Durch die präzise Platzierung der Injektion soll die lokale Schmerz- und Entzündungsreaktion reduziert werden. Das kann helfen, einen Teufelskreis aus Schmerz, Schonhaltung und Muskelverspannung zu durchbrechen.

 

Typische Einsatzgebiete

Infiltrationen können unter anderem in folgenden Situationen in Betracht kommen:

  • Wirbelsäulenerkrankungen mit Reizung von Nerven oder Facettengelenken

  • schmerzhafte Arthrose kleiner Wirbelgelenke

  • Gelenkbeschwerden z.B. an Schulter, Hüfte oder Knie

  • Sehnen- und Schleimbeutelreizungen (z.B. im Bereich der Schulter)

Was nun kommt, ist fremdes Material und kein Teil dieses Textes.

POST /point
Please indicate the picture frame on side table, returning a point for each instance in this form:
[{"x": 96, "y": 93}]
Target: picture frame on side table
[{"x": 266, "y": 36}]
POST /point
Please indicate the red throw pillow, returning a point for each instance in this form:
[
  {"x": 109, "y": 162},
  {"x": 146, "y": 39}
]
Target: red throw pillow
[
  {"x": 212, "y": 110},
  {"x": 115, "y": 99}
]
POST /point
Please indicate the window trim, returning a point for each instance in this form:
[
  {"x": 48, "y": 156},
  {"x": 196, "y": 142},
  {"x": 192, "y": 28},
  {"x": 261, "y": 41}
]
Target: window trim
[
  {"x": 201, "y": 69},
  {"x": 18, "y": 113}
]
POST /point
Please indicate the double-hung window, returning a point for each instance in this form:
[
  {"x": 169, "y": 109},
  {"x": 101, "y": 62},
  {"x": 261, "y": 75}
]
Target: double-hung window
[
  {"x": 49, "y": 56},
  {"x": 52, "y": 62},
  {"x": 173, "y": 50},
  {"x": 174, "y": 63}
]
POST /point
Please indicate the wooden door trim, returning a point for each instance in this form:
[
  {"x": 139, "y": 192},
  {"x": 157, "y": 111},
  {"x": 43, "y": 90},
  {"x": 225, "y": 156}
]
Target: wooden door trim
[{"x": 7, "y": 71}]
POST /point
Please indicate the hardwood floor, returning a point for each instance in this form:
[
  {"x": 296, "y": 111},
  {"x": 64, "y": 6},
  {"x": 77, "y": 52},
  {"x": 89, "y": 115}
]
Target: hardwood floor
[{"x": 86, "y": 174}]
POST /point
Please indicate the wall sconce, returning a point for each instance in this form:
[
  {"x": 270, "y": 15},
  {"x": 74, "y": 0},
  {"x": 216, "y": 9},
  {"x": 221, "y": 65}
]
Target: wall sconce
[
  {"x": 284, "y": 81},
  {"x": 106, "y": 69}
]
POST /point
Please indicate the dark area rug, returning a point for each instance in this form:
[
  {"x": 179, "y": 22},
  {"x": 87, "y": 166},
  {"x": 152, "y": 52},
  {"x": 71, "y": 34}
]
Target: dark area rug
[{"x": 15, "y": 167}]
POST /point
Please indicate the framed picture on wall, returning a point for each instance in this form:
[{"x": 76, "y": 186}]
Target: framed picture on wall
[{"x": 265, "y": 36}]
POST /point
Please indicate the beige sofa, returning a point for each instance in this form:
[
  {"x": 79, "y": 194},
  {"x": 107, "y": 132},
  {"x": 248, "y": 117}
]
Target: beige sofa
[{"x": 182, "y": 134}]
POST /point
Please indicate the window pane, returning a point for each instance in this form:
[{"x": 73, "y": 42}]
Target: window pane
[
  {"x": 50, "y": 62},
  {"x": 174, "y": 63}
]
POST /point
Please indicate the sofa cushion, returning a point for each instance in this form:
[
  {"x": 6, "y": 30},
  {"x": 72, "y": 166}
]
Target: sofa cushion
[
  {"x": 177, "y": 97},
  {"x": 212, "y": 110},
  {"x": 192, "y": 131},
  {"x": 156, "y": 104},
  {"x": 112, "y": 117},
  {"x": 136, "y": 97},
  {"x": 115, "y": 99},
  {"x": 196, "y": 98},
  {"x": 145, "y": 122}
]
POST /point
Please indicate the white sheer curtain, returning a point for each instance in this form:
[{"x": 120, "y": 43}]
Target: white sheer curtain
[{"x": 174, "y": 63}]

  • anhaltende Schmerzen, bei denen vorangegangene konservative Maßnahmen nicht ausreichend geholfen haben

Ob eine Infiltration sinnvoll ist, wird immer im Einzelfall nach sorgfältiger Diagnostik entschieden.

 

Individuelle Entscheidung

Ob eine Infiltration an Wirbelsäule oder Gelenken für Sie in Frage kommt, lässt sich erst nach einer gründlichen orthopädischen Untersuchung und Beratung entscheiden. In vielen Fällen können konservative Maßnahmen ohne Injektion ausreichen. Wo sie nicht genügen, kann eine zielgerichtete Infiltration ein sinnvoller Baustein sein, um Schmerzen zu reduzieren und weitere Therapieansätze überhaupt erst möglich zu machen.

 

Ablauf einer Infiltration

Vor jeder Infiltration erfolgt zunächst:

  • ein ausführliches Gespräch über Beschwerden, Vorerkrankungen und Medikamente

  • eine körperliche Untersuchung

  • die Sichtung vorhandener Befunde (z.B. MRT-, CT- oder Röntgenaufnahmen)

Die eigentliche Infiltration findet in entspannter Position statt. Nach Desinfektion der Haut wird die Injektionsstelle exakt lokalisiert und das Medikament mit einer feinen Nadel eingebracht. Im Anschluss erfolgt eine kurze Beobachtungszeit.

Je nach Beschwerdebild kann eine Serie von mehreren Infiltrationen im Abstand von Tagen bis Wochen sinnvoll sein; dies wird im Rahmen der Behandlung individuell abgestimmt.